Ceny zbóż, notowania, aktualności

Mało zboża na rynku

Mało zboża na rynku
Na rynku zbóż utrzymuje się duży popyt, jednak podaż ziarna jest wciąż niewielka. Giełdy otrzymują więcej pytań o ceny i warunki transakcji, jednak przeważnie od tych, którzy chcą towar kupić.

Mijający, krótszy dla handlu giełdowego, tydzień nie przyniósł na rynku płodów rolnych istotnych zmian. Zakłady przetwórcze chcą skupić jak najwięcej ziarna, gdyż obawiają się, że za 3 - 4 miesiące o zboże może być trudniej, a ceny prawdopodobnie wzrosną. Za pszenicę konsumpcyjną dostarczoną do spichrza odbiorcy proponują - jak podaje Piotr Beśka z Eternus Brokers - od 570 do 590 zł za t, a za paszową od 530 do 540 zł t. Najbardziej poszukiwane jest żyto konsumpcyjne, za które młyny są gotowe płacić 430 - 440 zł za t w magazynie dostawcy.

Ci, którzy dysponują zbożem, obserwując wzrastający popyt, nierzadko wstrzymują się ze sprzedażą, spodziewając się podniesienia cen.

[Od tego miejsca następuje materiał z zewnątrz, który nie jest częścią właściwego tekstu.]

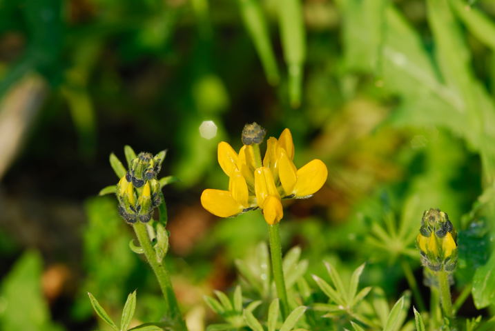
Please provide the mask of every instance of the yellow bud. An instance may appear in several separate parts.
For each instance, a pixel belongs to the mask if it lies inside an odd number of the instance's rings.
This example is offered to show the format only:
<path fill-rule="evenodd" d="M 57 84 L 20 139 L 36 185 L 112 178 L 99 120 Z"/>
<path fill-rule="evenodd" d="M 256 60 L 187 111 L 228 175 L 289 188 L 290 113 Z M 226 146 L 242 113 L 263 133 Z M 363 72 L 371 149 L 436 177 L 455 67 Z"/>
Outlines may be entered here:
<path fill-rule="evenodd" d="M 284 210 L 282 208 L 280 199 L 273 195 L 269 195 L 264 200 L 263 208 L 264 220 L 271 225 L 280 221 L 284 217 Z"/>

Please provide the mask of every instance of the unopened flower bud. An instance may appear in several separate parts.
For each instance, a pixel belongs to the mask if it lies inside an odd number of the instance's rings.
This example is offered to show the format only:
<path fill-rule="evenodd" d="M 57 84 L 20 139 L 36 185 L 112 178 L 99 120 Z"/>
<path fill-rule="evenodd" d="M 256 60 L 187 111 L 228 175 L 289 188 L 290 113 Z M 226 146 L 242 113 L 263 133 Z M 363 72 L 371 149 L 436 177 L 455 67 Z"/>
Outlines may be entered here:
<path fill-rule="evenodd" d="M 423 265 L 432 271 L 453 271 L 457 264 L 456 237 L 446 213 L 439 209 L 426 210 L 416 238 Z"/>
<path fill-rule="evenodd" d="M 253 145 L 263 142 L 266 130 L 256 122 L 246 124 L 242 129 L 242 140 L 244 145 Z"/>

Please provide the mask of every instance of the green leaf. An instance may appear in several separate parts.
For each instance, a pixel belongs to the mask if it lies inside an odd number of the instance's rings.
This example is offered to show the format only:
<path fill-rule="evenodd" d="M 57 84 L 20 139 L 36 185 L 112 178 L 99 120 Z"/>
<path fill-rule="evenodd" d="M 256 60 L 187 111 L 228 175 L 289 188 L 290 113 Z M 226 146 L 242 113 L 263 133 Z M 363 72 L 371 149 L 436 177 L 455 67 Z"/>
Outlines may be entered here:
<path fill-rule="evenodd" d="M 103 309 L 103 307 L 99 305 L 99 303 L 98 303 L 98 301 L 96 299 L 96 298 L 93 297 L 93 295 L 89 292 L 88 292 L 88 296 L 89 297 L 89 300 L 91 302 L 91 305 L 93 305 L 93 308 L 95 310 L 98 316 L 99 316 L 100 318 L 103 319 L 105 323 L 108 324 L 113 330 L 115 330 L 115 331 L 119 331 L 119 328 L 117 327 L 115 323 L 113 323 L 113 321 L 112 321 L 112 319 L 110 318 L 105 310 Z"/>
<path fill-rule="evenodd" d="M 425 331 L 425 323 L 423 321 L 421 314 L 418 312 L 415 307 L 413 307 L 413 310 L 414 311 L 414 322 L 416 323 L 416 331 Z"/>
<path fill-rule="evenodd" d="M 113 153 L 110 154 L 110 165 L 112 166 L 112 169 L 113 169 L 117 177 L 119 177 L 119 179 L 126 175 L 126 168 L 124 168 L 122 163 Z"/>
<path fill-rule="evenodd" d="M 383 331 L 394 331 L 400 326 L 400 312 L 404 308 L 404 297 L 399 299 L 389 314 Z"/>
<path fill-rule="evenodd" d="M 162 326 L 160 326 L 162 325 Z M 135 326 L 128 331 L 162 331 L 164 330 L 169 330 L 165 327 L 162 323 L 145 323 L 137 326 Z"/>
<path fill-rule="evenodd" d="M 278 321 L 278 314 L 280 310 L 280 301 L 278 299 L 274 299 L 268 308 L 268 331 L 275 331 Z"/>
<path fill-rule="evenodd" d="M 264 331 L 263 327 L 260 324 L 258 319 L 253 315 L 253 313 L 249 310 L 244 309 L 244 317 L 246 323 L 249 328 L 253 329 L 253 331 Z"/>
<path fill-rule="evenodd" d="M 124 146 L 124 154 L 126 154 L 126 161 L 127 161 L 127 167 L 130 168 L 130 161 L 135 159 L 136 153 L 132 147 L 128 145 Z"/>
<path fill-rule="evenodd" d="M 328 283 L 314 274 L 313 275 L 313 279 L 315 280 L 316 284 L 320 287 L 322 291 L 323 291 L 323 292 L 327 294 L 327 296 L 330 298 L 332 301 L 338 303 L 339 305 L 343 305 L 345 304 L 345 302 L 344 302 L 344 300 L 340 297 L 340 294 L 333 290 L 333 288 L 330 286 Z"/>
<path fill-rule="evenodd" d="M 129 327 L 130 321 L 133 319 L 134 316 L 134 312 L 136 309 L 136 291 L 129 294 L 127 296 L 127 301 L 126 304 L 124 305 L 122 310 L 122 317 L 120 320 L 120 330 L 122 331 L 126 331 Z"/>
<path fill-rule="evenodd" d="M 354 270 L 352 276 L 351 277 L 351 282 L 349 285 L 349 301 L 353 301 L 354 297 L 358 292 L 358 285 L 359 285 L 359 278 L 361 277 L 362 270 L 365 269 L 365 263 L 362 263 L 361 265 Z"/>
<path fill-rule="evenodd" d="M 474 273 L 472 294 L 477 309 L 495 303 L 495 254 Z"/>
<path fill-rule="evenodd" d="M 340 294 L 342 298 L 346 303 L 350 303 L 347 289 L 345 286 L 344 286 L 344 283 L 342 282 L 342 279 L 340 279 L 340 276 L 339 276 L 338 272 L 337 272 L 337 270 L 329 262 L 325 262 L 324 265 L 327 268 L 327 271 L 328 271 L 328 273 L 330 275 L 330 278 L 333 282 L 333 285 L 335 286 L 336 290 Z"/>
<path fill-rule="evenodd" d="M 282 325 L 280 331 L 291 331 L 294 325 L 295 325 L 295 323 L 298 323 L 299 319 L 304 314 L 305 311 L 306 307 L 304 305 L 300 305 L 293 310 Z"/>
<path fill-rule="evenodd" d="M 253 40 L 270 84 L 278 83 L 280 75 L 277 61 L 270 42 L 266 20 L 259 0 L 239 0 L 239 6 L 246 30 Z"/>
<path fill-rule="evenodd" d="M 365 329 L 359 326 L 358 324 L 356 324 L 356 323 L 351 321 L 351 325 L 354 328 L 354 331 L 365 331 Z"/>
<path fill-rule="evenodd" d="M 203 299 L 206 301 L 208 306 L 217 314 L 222 314 L 222 313 L 225 311 L 220 303 L 218 302 L 218 300 L 217 300 L 216 299 L 212 298 L 211 297 L 208 297 L 207 295 L 203 297 Z"/>
<path fill-rule="evenodd" d="M 234 309 L 236 312 L 242 312 L 242 289 L 237 285 L 234 291 Z"/>
<path fill-rule="evenodd" d="M 220 302 L 222 303 L 222 305 L 224 306 L 224 308 L 225 308 L 225 310 L 227 312 L 230 312 L 233 310 L 233 307 L 232 307 L 232 303 L 231 303 L 231 301 L 229 299 L 226 295 L 225 295 L 225 293 L 224 293 L 222 291 L 217 291 L 215 290 L 213 292 L 217 295 L 218 299 L 220 300 Z"/>
<path fill-rule="evenodd" d="M 206 331 L 229 331 L 237 330 L 230 324 L 211 324 L 206 328 Z"/>
<path fill-rule="evenodd" d="M 117 185 L 110 185 L 106 188 L 104 188 L 101 189 L 101 191 L 98 193 L 98 195 L 105 195 L 105 194 L 115 194 L 117 192 Z"/>

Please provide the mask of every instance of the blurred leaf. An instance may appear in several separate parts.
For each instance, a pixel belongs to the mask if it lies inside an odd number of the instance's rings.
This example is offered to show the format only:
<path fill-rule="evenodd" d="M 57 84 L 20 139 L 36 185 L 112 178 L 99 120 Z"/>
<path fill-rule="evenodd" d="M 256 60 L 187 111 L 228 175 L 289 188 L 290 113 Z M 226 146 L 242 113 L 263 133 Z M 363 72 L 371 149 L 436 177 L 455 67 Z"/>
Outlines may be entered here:
<path fill-rule="evenodd" d="M 492 254 L 488 262 L 474 273 L 472 294 L 477 309 L 495 303 L 495 254 Z"/>
<path fill-rule="evenodd" d="M 253 329 L 253 331 L 264 331 L 263 327 L 260 324 L 260 322 L 258 321 L 251 312 L 244 310 L 244 317 L 248 326 Z"/>
<path fill-rule="evenodd" d="M 98 302 L 98 301 L 96 299 L 93 295 L 88 292 L 88 296 L 89 297 L 90 301 L 91 302 L 91 305 L 93 305 L 93 309 L 96 312 L 96 313 L 99 316 L 99 317 L 105 321 L 108 325 L 109 325 L 113 330 L 115 331 L 119 331 L 119 328 L 117 327 L 115 323 L 113 323 L 113 321 L 112 321 L 112 319 L 110 318 L 108 314 L 106 313 L 105 310 L 101 307 Z"/>
<path fill-rule="evenodd" d="M 298 321 L 304 314 L 306 309 L 307 308 L 304 305 L 300 305 L 294 309 L 282 325 L 280 331 L 291 331 L 295 325 L 295 323 L 298 323 Z"/>
<path fill-rule="evenodd" d="M 127 172 L 126 168 L 124 167 L 120 160 L 119 160 L 119 159 L 113 153 L 110 154 L 110 165 L 112 166 L 112 169 L 113 169 L 113 171 L 115 172 L 115 174 L 117 174 L 117 177 L 119 177 L 119 179 L 126 175 L 126 172 Z"/>
<path fill-rule="evenodd" d="M 127 168 L 130 168 L 130 162 L 135 159 L 136 153 L 132 147 L 128 145 L 124 146 L 124 154 L 126 154 L 126 161 L 127 161 Z"/>
<path fill-rule="evenodd" d="M 35 251 L 25 252 L 3 279 L 0 296 L 1 330 L 55 331 L 62 330 L 50 321 L 48 306 L 41 292 L 42 260 Z"/>
<path fill-rule="evenodd" d="M 127 297 L 127 301 L 122 310 L 122 317 L 120 321 L 120 330 L 125 331 L 129 327 L 130 321 L 134 316 L 134 312 L 136 309 L 136 291 L 129 294 Z"/>
<path fill-rule="evenodd" d="M 418 310 L 416 310 L 416 308 L 413 307 L 413 310 L 414 310 L 414 321 L 416 323 L 416 330 L 417 331 L 425 331 L 426 329 L 425 329 L 425 323 L 423 321 L 423 317 L 421 317 L 421 314 L 418 312 Z"/>
<path fill-rule="evenodd" d="M 266 80 L 271 85 L 278 83 L 278 68 L 270 41 L 266 21 L 259 0 L 238 0 L 244 26 L 253 40 L 261 60 Z"/>

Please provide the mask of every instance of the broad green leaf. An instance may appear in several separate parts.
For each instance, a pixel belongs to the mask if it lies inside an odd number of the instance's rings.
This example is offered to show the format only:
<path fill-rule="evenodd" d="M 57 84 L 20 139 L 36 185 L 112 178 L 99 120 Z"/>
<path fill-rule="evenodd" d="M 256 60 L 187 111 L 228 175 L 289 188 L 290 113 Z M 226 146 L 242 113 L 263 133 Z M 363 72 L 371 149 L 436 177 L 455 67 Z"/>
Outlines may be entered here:
<path fill-rule="evenodd" d="M 203 299 L 206 301 L 208 306 L 219 315 L 222 314 L 222 313 L 225 311 L 222 305 L 220 304 L 220 302 L 218 302 L 218 300 L 217 300 L 216 299 L 212 298 L 211 297 L 208 297 L 207 295 L 203 297 Z"/>
<path fill-rule="evenodd" d="M 206 327 L 206 331 L 229 331 L 237 330 L 230 324 L 211 324 Z"/>
<path fill-rule="evenodd" d="M 351 321 L 351 325 L 354 328 L 354 331 L 365 331 L 365 329 L 359 326 L 358 324 L 356 324 L 356 323 Z"/>
<path fill-rule="evenodd" d="M 291 331 L 295 325 L 295 323 L 298 323 L 299 319 L 300 319 L 304 314 L 305 311 L 306 307 L 304 305 L 300 305 L 293 310 L 292 312 L 289 314 L 289 317 L 287 317 L 287 319 L 282 325 L 282 328 L 280 328 L 280 331 Z"/>
<path fill-rule="evenodd" d="M 474 273 L 472 294 L 478 309 L 495 303 L 495 254 Z"/>
<path fill-rule="evenodd" d="M 109 186 L 107 186 L 106 188 L 104 188 L 101 189 L 101 191 L 98 193 L 98 195 L 105 195 L 105 194 L 115 194 L 117 192 L 117 185 L 110 185 Z"/>
<path fill-rule="evenodd" d="M 218 297 L 218 299 L 220 300 L 220 302 L 222 303 L 222 305 L 224 306 L 224 308 L 225 308 L 225 310 L 227 312 L 230 312 L 231 310 L 233 310 L 233 307 L 232 307 L 232 303 L 231 303 L 231 301 L 229 299 L 226 295 L 225 295 L 225 293 L 224 293 L 222 291 L 213 291 L 216 296 Z"/>
<path fill-rule="evenodd" d="M 251 312 L 244 309 L 244 317 L 246 321 L 246 324 L 253 329 L 253 331 L 264 331 L 263 327 L 260 324 L 260 322 L 258 322 Z"/>
<path fill-rule="evenodd" d="M 387 319 L 387 323 L 385 327 L 383 328 L 383 331 L 394 331 L 398 330 L 400 326 L 400 312 L 404 308 L 404 297 L 402 297 L 394 305 L 392 310 L 389 314 L 389 317 Z"/>
<path fill-rule="evenodd" d="M 351 277 L 351 282 L 349 285 L 349 301 L 354 301 L 354 297 L 358 292 L 358 285 L 359 285 L 359 278 L 361 277 L 362 270 L 365 269 L 365 263 L 362 263 L 361 265 L 354 270 Z"/>
<path fill-rule="evenodd" d="M 117 177 L 119 177 L 119 179 L 126 175 L 126 168 L 124 168 L 122 163 L 113 153 L 110 154 L 110 165 L 112 166 L 112 169 L 113 169 Z"/>
<path fill-rule="evenodd" d="M 99 303 L 96 298 L 89 292 L 88 292 L 88 296 L 89 297 L 89 300 L 91 302 L 91 305 L 93 305 L 93 309 L 98 316 L 99 316 L 100 318 L 103 319 L 105 323 L 108 324 L 113 330 L 118 331 L 119 328 L 117 327 L 115 323 L 113 323 L 113 321 L 112 321 L 112 319 L 110 318 L 105 310 L 103 309 L 103 307 L 99 305 Z"/>
<path fill-rule="evenodd" d="M 278 321 L 280 309 L 280 306 L 278 299 L 271 301 L 270 308 L 268 309 L 268 331 L 275 331 Z"/>
<path fill-rule="evenodd" d="M 315 280 L 320 288 L 330 299 L 339 305 L 345 305 L 345 302 L 342 299 L 340 294 L 338 293 L 328 283 L 318 277 L 316 275 L 313 275 L 313 279 Z"/>
<path fill-rule="evenodd" d="M 266 80 L 269 83 L 276 85 L 280 79 L 278 68 L 260 1 L 238 1 L 242 20 L 261 59 Z"/>
<path fill-rule="evenodd" d="M 136 291 L 130 293 L 127 296 L 127 301 L 124 305 L 122 310 L 122 317 L 120 320 L 121 331 L 126 331 L 130 324 L 130 321 L 134 316 L 134 312 L 136 310 Z"/>
<path fill-rule="evenodd" d="M 242 289 L 237 285 L 234 291 L 234 310 L 236 312 L 242 311 Z"/>
<path fill-rule="evenodd" d="M 414 321 L 416 331 L 425 331 L 425 323 L 423 321 L 421 314 L 418 312 L 418 310 L 416 310 L 414 307 L 413 307 L 413 310 L 414 311 Z"/>
<path fill-rule="evenodd" d="M 130 161 L 135 159 L 136 153 L 132 147 L 128 145 L 124 146 L 124 154 L 126 154 L 126 161 L 127 161 L 127 167 L 130 168 Z"/>

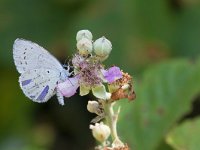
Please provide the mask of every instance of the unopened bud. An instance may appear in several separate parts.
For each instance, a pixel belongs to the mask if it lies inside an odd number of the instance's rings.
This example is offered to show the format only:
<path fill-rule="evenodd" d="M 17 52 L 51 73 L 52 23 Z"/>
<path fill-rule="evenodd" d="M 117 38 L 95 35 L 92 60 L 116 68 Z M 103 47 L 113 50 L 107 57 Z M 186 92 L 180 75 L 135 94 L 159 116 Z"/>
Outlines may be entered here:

Albo już chcą dużo więcej niż przed tygodniem czy dwoma.

W piątek na Warszawskiej Giełdzie Towarowej bardzo szybko sprzedano 3 tys. t pszenicy oferowanej przez Towarowy Dom Maklerski z Lublina. Przy cenie wywoławczej 560 zł za t uzyskano bardzo wysokie notowania, w granicach 665 - 675 zł za t (średnia 670 zł t). To najlepszy dowód, że trzeba się liczyć ze wzrostem cen zbóż.

Ostatnio zdrożała także kukurydza, choć jest jej w tym roku dużo. Za to ziarno trzeba płacić od 535 do 540 zł za t, czyli o 20 - 25 zł więcej niż na początku miesiąca.

W listopadzie poszły w górę ceny śrut zbożowych. Sojowa oferowana jest po 1400 - 1500 zł za t, ale zainteresowanie przy tak wysokich cenach jest na razie niewielkie. Więcej chętnych jest na śrutę słonecznikową z Ukrainy, która także ostatnio podrożała. Stosunkowo mały jest natomiast popyt na otręby. I to zarówno na krajowe, jak i importowane. Ich ceny utrzymują się na niezmienionym poziomie albo minimalnie spadają.